Alright. I can dig a hypothetical model. So here is what we should define very clearly in order to run some type of simulation.
What do you mean by the eventual crash? Do you mean the economy collapses? Or the civilization collapses? The difference being Detroit vs Ancient Rome. What size limit should we be talking about here? We might be able to assume this out, but it might end up being quite significant since, as I said, increase the measurement enough for local and it will go global. We also need to know what to hold constant. Should we hold technology, size of local, labor force, employment, etc constant so that we can assume them away?
Next, we need to define the relationship between the businesses and the consumers. Using predator prey language here: (A) we could model it in such a way that consumers are viewed as a "food source" for businesses thus larger businesses need more food. Or (B) we can model it where the businesses are a "food source" for consumers. While the first may be more appealing to you for visceral reasons, the latter also gives the ability to demo the dangerous effects of a monopoly. Furthermore, with this model instead of looking at direct interaction, we can state that change in income is what we are looking at rather than change in population.

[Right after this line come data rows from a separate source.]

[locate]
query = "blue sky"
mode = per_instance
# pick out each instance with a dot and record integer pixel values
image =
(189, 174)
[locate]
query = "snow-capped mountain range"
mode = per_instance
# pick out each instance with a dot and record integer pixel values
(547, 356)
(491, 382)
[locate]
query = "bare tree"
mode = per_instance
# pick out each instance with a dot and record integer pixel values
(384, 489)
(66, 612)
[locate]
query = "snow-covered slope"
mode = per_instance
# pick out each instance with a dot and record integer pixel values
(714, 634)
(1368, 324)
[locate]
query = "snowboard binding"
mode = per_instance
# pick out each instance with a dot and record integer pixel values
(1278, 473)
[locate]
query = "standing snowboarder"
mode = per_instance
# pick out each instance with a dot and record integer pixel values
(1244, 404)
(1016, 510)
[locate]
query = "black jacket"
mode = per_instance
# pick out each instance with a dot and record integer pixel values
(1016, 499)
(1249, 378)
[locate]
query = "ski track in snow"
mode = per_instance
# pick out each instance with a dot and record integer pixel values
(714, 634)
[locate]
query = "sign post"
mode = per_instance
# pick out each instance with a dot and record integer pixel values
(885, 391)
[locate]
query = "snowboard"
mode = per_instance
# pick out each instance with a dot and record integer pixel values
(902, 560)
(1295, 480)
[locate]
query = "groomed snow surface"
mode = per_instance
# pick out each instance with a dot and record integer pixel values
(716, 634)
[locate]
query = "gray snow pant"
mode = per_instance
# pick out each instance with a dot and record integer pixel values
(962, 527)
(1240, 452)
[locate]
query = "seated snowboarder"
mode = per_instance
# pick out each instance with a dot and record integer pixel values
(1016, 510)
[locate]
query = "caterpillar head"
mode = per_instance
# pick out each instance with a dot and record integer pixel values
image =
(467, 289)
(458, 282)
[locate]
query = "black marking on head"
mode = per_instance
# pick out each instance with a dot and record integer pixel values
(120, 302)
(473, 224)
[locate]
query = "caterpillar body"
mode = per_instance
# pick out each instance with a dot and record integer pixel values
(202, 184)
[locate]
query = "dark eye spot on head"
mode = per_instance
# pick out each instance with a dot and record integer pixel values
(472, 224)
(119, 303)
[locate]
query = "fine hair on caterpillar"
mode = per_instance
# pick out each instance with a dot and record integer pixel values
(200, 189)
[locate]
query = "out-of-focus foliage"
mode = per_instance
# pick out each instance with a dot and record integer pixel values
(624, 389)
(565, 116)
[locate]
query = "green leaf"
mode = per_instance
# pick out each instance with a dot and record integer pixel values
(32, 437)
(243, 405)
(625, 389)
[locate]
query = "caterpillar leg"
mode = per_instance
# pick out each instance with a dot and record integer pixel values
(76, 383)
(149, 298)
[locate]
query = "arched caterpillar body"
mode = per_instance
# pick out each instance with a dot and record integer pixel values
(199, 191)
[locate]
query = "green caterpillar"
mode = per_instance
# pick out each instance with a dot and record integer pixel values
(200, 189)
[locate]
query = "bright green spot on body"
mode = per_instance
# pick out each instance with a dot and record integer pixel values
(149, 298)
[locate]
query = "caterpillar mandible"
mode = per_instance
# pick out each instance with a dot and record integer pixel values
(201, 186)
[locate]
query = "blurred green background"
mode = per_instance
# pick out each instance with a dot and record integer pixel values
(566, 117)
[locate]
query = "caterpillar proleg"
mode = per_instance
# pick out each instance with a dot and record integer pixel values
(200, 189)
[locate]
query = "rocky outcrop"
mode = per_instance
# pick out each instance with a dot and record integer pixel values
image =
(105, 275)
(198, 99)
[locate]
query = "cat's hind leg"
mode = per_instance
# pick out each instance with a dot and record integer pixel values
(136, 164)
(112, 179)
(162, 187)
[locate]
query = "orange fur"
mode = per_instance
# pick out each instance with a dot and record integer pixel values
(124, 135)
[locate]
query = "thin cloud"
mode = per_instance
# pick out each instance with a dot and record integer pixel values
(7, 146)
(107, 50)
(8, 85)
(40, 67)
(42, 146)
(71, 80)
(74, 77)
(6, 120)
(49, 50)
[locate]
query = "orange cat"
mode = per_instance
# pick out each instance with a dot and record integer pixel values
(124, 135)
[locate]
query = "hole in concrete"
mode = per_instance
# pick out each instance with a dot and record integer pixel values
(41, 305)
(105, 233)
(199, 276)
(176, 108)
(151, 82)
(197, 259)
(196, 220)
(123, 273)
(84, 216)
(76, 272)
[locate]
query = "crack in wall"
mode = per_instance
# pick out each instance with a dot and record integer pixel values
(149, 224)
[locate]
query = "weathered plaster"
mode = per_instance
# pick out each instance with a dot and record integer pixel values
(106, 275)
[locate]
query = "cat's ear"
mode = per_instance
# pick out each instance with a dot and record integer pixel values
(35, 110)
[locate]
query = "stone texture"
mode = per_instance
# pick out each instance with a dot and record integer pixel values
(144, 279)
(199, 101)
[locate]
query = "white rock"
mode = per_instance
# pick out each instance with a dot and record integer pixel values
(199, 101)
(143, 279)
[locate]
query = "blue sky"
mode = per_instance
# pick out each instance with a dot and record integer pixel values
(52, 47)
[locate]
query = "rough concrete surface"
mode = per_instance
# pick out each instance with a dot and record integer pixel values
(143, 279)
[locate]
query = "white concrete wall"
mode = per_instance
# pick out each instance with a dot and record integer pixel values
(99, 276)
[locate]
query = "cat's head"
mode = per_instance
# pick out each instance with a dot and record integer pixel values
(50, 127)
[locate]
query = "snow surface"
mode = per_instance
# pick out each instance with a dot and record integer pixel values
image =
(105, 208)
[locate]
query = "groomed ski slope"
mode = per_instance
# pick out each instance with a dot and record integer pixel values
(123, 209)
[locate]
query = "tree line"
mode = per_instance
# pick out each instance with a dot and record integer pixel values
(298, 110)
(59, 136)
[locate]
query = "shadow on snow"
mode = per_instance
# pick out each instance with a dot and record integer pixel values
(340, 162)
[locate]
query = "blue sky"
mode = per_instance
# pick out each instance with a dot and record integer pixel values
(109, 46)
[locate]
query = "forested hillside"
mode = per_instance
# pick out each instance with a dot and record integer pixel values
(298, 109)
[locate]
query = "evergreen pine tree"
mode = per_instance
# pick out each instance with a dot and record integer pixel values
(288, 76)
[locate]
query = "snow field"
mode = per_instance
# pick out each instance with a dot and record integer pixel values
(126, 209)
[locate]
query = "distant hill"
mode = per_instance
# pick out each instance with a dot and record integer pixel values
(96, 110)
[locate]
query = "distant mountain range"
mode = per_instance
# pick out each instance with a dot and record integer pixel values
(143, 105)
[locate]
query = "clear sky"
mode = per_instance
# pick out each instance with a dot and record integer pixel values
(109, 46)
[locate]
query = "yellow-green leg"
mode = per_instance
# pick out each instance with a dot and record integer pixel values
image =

I'll start off with something in (B) and go from there... something real simple until we get some more definitions. I'm not running this in maple yet so I don't have any results, but it might be something for you to work with.
I = income
p = price
L = local business
C = major Cooperation
I'=I(-p - L'+C')
p' = f(L,C) if L>0
or g(C) (marginal cost = marginal revenue for monopoly C) if L = 0
L' = L(a-bC)
so between L and C we have a normal loetka-volterra model with L acting as predator. However, we have consumer Income relying on both of these things acting as an overall predator. I didn't define a function for p' if L>0, but it could be something like a normal perfectly competitive market equation taking into account L and C or even a Cournot duopoly equation. The second half is just a monopoly price equation. I think it's likely that this could result in a crash since it can allow C to grow to infinity and this could cause the price to increase something awful which would cause income to drop.
However, there are some terrible things going on here. First, you are assuming a closed system. This removes gains from trade. Next, we are assuming perfect locality. Essentially, just as loetka-volterra assumes that if there are predators and prey, they are eating each other, we assume if the Corps exist, they are being used all the way to the demise of the economy. There is not really any punishment built in for overexpansion by C. There is obviously some type of barrier to entry, because if C really started charging a monopoly price when L left, then new L should pop up to offer cheaper services. What I'm saying is... we can find some set of equations to do anything... but trying to claim the equations prove anything by giving the variables names is not scientific. Also, as an economist, it hurts me when I see such outrage at places like wal-mart. I would highly suggest reading even fairly liberal economists such as Paul Krugman or Dean Baker. Even they will spout the great effects created by international trade and the terrible harm caused by economic isolationism.
As a small example of what I'm talking about here. Think about Detroit, MI. It was an economy built on employment at the major car companies. Then they closed shop and relocated to other places such as Mexico. This destroyed Detroit's economy. However, it wasn't the existence of the corps that destroyed it. It was the fact that they left. Detroit's economy would've been so much smaller if the businesses had never been there.